Despite increased competition from Fox and NBC, ESPN says it has not seen its piece of the sports advertising pie get any smaller.
"I can't say we sense they are taking dollars from us in particular," said Ed Erhardt, ESPN's president of sales when asked about the impact of Fox Sports 1 and NBC Sports Network on the advertising marketplace.
ESPN, a unit of Walt Disney Co., presented its media empire to advertisers Tuesday morning in advance of the so-called upfront market where the majority of commercial inventory is sold.
Erhardt, who has headed ad sales for ESPN for 15 years, said the sports pie overall is growing because advertisers are willing to pay a premium for live viewing. Unlike entertainment programming, most sports viewing is still done live and not recorded for later consumption.
"The whole category has exploded," Erhardt said.
ESPN is banking on that trend continuing. It is constantly adding new channels and platforms. This summer, it will launch the SEC Network, a channel devoted to the popular Southeastern Conference. The network launches in August, although it is still lacking several major distributors, including DirecTV.
"Hopefully we'll have full distribution," said ESPN Chief Executive John Skipper.

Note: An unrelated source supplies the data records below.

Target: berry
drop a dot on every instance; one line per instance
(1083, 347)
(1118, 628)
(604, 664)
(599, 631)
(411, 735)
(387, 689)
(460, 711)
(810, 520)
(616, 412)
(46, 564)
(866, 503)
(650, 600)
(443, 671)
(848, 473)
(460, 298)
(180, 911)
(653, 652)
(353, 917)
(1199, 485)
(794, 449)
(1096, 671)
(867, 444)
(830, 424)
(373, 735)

The biggest distributor to agree to carry the channel is satellite broadcaster Dish Network, which has about 14 million subscribers.
Asked about NBC's $7.75-billion deal to keep the Olympics through 2032, Skipper said ESPN would have been interested in making a run for the Games but added there would have been a "significant gap" between the bids of the two companies.
ESPN also said it had signed "Pardon the Interruption" hosts Michael Wilbon and Tony Kornheiser to long-term deals. "PTI," which runs every afternoon, is one of ESPN's most popular shows.